Frontman della band garage-rock-psych Wand, giocoliere nel delizioso singolo inciso con
Ty Segall e autore di un album solista dal piglio più folk (“The Unborn Capitalist Of Limbo”), Cory Hanson è un artista in continua metamorfosi. Dietro questa ecletticità creativa si nasconde un segreto e spetta al nuovo disco “Pale Horse Ryder” svelarlo.
La versatilità della scrittura non è mai stata così evidente come nelle dieci languide e delicatamente epiche tracce del nuovo progetto. Canzoni accantonate nell’arco degli anni, nell’attesa di una collocazione creativa consona, essendo ritenute dall’autore non adeguate al collettivo dei Wand.
”Pale Horse Ryder” è un disco che racconta di deserti, non quelli naturali e adatti alla contemplazione, ma quelli spirituali, che trascinano l’anima verso il silenzio anche quando è immersa in una marea di gente allegra e beata; non è infatti un caso che molte delle canzoni siano state scritte durante un soggiorno in un hotel di Las Vegas.
Hanson prende tra le mani la musica country, rubandole la dolcezza del suono della
lap steel e della
pedal steel, preferendo la compagnia di un violino al fragore di chitarra, basso e batteria, avviluppandone la grazia con una malinconica psichedelia che carezza e graffia. L’apparente incoerenza degli elementi messi in gioco dona una fluidità inattesa che tiene salda l’attenzione, ed è spesso difficile poter individuare qualche momento di debolezza o indecisione creativa.
I tre minuti e trenta secondi della ballata più intima ed elegiaca, “Limited Hangout”, e i quasi otto minuti dell’epico folk psichedelico, che cresce fino a trasformarsi in una ruvida
jam-session alla
Crazy Horse, di “Another Story From The Center Of The Earth” sono due lati della stessa medaglia: Cory Hanson è riuscito a dar forme alle ombre e ai chiaroscuri.
”Pale Horse Ryder” è un album baciato da un costante stato di grazia. Una canzone come “Angeles” ti sembra di conoscerla da sempre, quel tocco del piano che poi sul finale si tinge di jazz, e quel giro di chitarra acustica che si scioglie come neve al sole, hanno addosso tutta la magia delle melodie che da sempre albergano nel cuore. Lo stesso incanto è evocato dall’arpeggio che incornicia “Bird Of Paradise”, ballata distesa su un letto sonoro che fonde il languore del country con i
Genesis di “Trespass”, o dal lieve brivido soul della sensuale “Paper Frog”, e non accenna a dileguarsi nemmeno quando Hanson mette al centro la musica e allontana le voci (“Surface To Air”, “Necklage”).

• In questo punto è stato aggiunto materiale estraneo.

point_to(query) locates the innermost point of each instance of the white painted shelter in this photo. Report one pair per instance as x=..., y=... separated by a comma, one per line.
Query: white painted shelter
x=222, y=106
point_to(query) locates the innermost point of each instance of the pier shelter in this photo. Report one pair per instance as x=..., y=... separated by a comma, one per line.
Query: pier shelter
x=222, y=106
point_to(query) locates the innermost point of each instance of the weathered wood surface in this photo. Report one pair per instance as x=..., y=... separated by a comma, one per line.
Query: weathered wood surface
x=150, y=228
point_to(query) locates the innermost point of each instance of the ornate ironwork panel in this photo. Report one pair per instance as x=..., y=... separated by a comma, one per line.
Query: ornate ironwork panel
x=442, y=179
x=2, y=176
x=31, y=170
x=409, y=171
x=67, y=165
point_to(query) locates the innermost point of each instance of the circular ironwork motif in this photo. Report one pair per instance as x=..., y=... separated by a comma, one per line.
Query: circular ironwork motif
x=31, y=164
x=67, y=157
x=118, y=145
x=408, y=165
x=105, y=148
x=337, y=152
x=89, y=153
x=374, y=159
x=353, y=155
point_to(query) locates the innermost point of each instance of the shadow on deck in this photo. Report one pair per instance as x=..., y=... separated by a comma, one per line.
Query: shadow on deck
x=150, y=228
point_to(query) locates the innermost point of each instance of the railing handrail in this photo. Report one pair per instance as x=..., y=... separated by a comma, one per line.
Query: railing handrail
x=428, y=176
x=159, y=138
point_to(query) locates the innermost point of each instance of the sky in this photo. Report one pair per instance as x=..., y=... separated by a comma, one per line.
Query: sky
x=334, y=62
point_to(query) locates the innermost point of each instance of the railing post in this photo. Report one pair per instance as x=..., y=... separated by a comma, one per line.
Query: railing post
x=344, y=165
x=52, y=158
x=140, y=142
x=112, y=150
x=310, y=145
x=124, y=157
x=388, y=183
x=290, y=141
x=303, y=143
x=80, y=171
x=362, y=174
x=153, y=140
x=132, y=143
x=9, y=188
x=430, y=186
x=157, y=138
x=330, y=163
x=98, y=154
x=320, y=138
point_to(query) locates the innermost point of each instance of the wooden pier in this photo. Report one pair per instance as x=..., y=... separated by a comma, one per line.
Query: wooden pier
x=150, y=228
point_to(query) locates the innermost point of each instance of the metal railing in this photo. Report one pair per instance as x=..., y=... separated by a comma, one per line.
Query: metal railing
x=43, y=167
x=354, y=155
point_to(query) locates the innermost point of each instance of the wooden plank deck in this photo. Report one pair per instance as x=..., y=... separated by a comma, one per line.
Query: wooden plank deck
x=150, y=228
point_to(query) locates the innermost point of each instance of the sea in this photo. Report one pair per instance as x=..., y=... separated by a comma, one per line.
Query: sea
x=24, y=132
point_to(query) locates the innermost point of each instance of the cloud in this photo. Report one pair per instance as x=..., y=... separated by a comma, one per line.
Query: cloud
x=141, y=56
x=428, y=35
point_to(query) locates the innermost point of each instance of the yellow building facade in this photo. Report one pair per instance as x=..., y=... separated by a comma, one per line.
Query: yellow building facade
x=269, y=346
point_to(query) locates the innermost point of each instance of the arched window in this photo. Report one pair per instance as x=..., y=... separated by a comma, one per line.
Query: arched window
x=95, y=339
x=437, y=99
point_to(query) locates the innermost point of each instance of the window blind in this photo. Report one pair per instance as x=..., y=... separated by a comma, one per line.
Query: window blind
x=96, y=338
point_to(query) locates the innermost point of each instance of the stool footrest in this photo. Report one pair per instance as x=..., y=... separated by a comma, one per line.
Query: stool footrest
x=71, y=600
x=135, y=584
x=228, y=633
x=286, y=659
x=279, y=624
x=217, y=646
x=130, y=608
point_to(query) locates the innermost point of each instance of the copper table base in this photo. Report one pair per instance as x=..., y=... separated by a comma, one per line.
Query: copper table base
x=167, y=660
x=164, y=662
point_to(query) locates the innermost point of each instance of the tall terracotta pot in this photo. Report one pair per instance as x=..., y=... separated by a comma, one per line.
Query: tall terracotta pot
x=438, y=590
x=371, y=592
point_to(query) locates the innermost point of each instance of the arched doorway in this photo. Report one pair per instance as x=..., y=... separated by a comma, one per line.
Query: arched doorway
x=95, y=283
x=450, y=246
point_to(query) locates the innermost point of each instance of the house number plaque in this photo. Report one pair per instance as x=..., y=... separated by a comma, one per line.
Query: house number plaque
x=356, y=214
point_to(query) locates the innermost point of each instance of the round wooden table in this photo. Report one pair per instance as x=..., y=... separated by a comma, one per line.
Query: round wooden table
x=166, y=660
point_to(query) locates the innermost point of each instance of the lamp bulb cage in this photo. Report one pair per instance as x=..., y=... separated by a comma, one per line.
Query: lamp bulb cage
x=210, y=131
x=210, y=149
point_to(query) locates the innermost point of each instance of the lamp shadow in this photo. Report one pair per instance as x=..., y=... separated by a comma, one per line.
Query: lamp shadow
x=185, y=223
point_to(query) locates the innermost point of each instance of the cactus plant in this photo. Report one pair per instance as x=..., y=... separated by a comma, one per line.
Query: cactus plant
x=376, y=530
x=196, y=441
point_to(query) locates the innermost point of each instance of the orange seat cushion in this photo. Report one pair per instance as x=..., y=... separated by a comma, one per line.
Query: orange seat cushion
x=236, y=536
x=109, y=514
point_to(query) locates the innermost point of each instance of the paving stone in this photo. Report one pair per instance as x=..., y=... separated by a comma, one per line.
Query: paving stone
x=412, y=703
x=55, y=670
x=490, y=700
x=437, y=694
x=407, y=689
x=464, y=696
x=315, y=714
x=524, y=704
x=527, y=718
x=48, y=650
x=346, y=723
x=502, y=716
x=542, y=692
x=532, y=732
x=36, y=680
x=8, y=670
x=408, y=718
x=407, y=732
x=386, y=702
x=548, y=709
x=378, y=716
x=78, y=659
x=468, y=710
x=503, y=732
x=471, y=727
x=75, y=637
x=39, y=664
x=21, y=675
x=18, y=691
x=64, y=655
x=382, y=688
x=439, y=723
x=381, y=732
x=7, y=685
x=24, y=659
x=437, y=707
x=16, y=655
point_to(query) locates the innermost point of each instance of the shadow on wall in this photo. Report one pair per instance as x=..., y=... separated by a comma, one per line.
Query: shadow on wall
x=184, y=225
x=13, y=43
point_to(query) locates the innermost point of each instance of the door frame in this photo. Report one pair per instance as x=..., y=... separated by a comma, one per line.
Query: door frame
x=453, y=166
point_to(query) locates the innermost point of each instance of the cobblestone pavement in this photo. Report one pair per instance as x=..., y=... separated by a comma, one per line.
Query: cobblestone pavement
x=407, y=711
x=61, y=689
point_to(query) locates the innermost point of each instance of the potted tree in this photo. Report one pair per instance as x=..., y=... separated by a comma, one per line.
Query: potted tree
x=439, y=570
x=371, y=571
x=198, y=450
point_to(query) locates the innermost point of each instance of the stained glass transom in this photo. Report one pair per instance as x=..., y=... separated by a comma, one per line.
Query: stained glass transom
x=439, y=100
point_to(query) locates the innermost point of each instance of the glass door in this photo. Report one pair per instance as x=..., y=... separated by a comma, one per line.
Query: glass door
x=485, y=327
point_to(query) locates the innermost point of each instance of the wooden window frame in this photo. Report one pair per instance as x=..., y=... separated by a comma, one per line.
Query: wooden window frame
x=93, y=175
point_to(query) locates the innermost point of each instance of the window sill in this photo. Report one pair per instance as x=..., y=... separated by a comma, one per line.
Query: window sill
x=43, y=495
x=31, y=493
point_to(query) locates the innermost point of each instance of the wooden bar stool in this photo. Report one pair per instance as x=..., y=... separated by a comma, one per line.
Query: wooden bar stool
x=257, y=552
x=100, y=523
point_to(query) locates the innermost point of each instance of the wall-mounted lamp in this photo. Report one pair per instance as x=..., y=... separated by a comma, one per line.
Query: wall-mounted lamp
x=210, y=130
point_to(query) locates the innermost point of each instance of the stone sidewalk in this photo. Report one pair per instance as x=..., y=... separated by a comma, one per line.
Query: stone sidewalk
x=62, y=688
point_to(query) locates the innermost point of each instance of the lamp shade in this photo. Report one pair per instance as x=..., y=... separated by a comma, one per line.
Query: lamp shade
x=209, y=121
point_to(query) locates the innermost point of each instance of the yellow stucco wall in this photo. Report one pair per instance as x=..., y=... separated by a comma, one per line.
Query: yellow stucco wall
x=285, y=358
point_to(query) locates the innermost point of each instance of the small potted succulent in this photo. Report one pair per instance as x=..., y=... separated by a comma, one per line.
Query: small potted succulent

Resta alfine solo un dubbio nella mente dell’ascoltatore: poter definire queste piccole dieci meraviglie con un unico aggettivo. La musica di “Pale Horse Ryder” non è country, non è psichedelia, non è rock, non è
prog, non è folk, non è neanche
chamber-pop nonostante la
title track, né venga in mente di citare il post-rock ascoltando le aspre malinconie di “Pigs” (
Thom Yorke goes acustic?). Cory Hanson ha solo lasciato fluire immaginazione e forza lirica, ed è un gran bel sentire.